Ah yes, well there were are onto a different tack and the answer to that
is mostly "it depends". I've lived in countries where guns are permitted
and those where they are banned. The USA appears to be a real exceptiion
in terms of culture. People blast away at each other there without
thinkign much about what they are up to and also they tend to be fairly
careless.

Switzerland permits citizens to own guns of types that would see them
run into prison fairly rapidly here and they don't run amok and kill
each other in hundreds. In some countries it's a legal right to own
assault rifles and in general although those countries have problems,
the accident rate doesn't seem to be terrible, or possibly it just
shrinks into insignificance compared to their other problems. My
relatives serving in Iraq had great trouble understanding that all
households are permitted to own a number of self-loading weapons, for
example. Yet my recollectionf o Iraqi's before the present mess is that
in general they are respectful and larely westernised and don't go
around "popping caps" in the "ass" of anyone they disagree with.
 
S

Steve Firth

Eeyore said:
No coyotes here but the recommended device for eradication of vermin is a
shotgun and unlike handguns these are NOT banned in the UK.

A .22 is better for rabbits and foxes and you'll have a heap of trouble
trying to get one. Shotguns are really only OK close up, and for vermin
a pump action would be better than a the twin bore shotguns permitted by
law.

I know you won't see the point, but the UK government doesn't restrict
guns out of fear for the safety of its citizens. They do so because they
fear for the safety of their own backsides.
 
E

Eeyore

Morris said:
Eeyore wrote:
| Morris Dovey wrote:

|| It's a good brag. May you always feel so safe.
|
| Thank you. Let's say, being murdered in my bed isn't even the last
| thing on my mind as I go to sleep, the idea simply never even
| enters my head at all. In this small city of around 70,000 we get a
| murder maybe once every five years or so. The last instance
| involved drug crime and it's easy to stay out of those circles.

You're welcome. Being murdered in my bed isn't something I worry
about, but I can't claim that the idea has never entered my head at
all. I live in the outskirts of a city of ~350,000 where there are
many times more non-firearm murders than that every year. Nearly of
the murders are either arise from domestic disputes or are
drug-related. I don't have exact statistics, but read the all too
frequent reports in the newspapers.

I'm sure and in a 'domestic' I dare say it's easy to use that firearm in a
'moment of madness'. NO firearm, probably no murder.
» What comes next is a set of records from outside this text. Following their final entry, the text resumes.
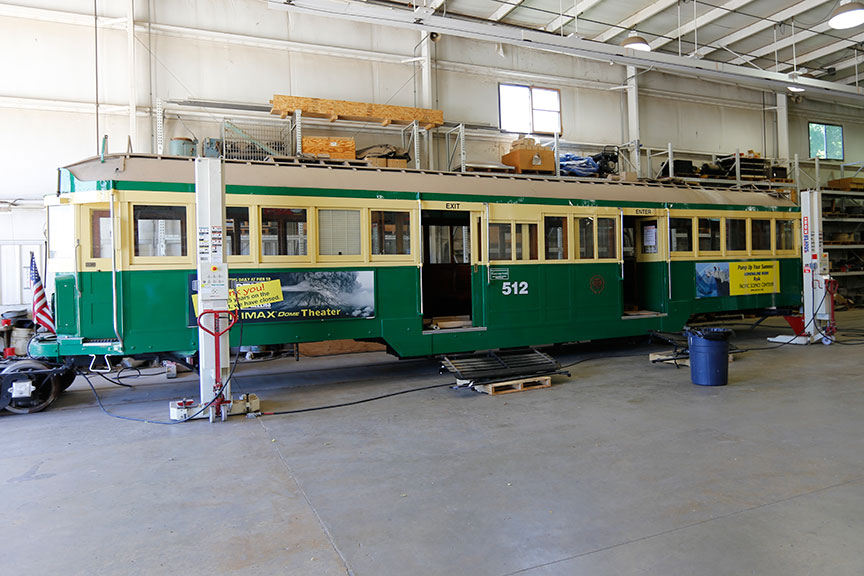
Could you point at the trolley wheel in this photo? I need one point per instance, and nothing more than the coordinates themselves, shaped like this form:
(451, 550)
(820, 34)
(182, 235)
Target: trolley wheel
(66, 379)
(46, 388)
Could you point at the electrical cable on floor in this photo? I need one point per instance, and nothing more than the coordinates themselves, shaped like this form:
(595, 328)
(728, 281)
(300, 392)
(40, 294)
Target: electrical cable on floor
(196, 414)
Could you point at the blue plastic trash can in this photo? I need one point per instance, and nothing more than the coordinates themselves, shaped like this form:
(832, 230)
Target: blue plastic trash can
(709, 355)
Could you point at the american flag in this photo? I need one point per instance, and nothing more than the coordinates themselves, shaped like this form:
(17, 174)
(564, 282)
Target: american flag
(41, 312)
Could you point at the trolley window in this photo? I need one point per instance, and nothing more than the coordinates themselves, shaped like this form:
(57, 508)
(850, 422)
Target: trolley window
(526, 241)
(100, 234)
(760, 235)
(237, 231)
(556, 237)
(709, 234)
(736, 235)
(391, 232)
(339, 232)
(606, 238)
(586, 238)
(785, 234)
(681, 234)
(499, 242)
(159, 230)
It might help to remember that Americans aren't simply Brits who've
forgotten how to spell. You and I see the world through different
eyes, and although we can carry on a conversation and agree about
nearly everything that a pair of Brits or a pair of Americans might
agree on, our ability to survive and thrive in our personal worlds
depends on our abilities to automatically react to events in different
contexts.

Oh yes, I've been increasingly aware of the differences, largely through
conversations such as this one on usenet in fact.

However difficult it might be for you to appreciate, the American
fixation on lethal defense (and you're mistaken if you believe it's
limited to firearms) has a solid basis in the American context. It
doesn't matter that anyone might find that irrational or uncivilized -
it's real. To reach back and borrow from British naval tradition:
We're prepared to repel all boarders. That there may (note the implied
uncertainty) no longer be a need such defense is moot - the
preparedness has become part of our fiber.

I've always also kind of imagined it dates back to 'frontier spirit' and fending
off wild animals, injuns and so on. It just seems sad it's not possible to move
in.

I'm additionally forever perplexed that Americans seem keen to encourage wider
ownership of guns in other countries in this bizarre belief that we'll be
somehow 'safer' in spite of what all the evidence says.

The US gun death rate is FORTY times that in the UK btw.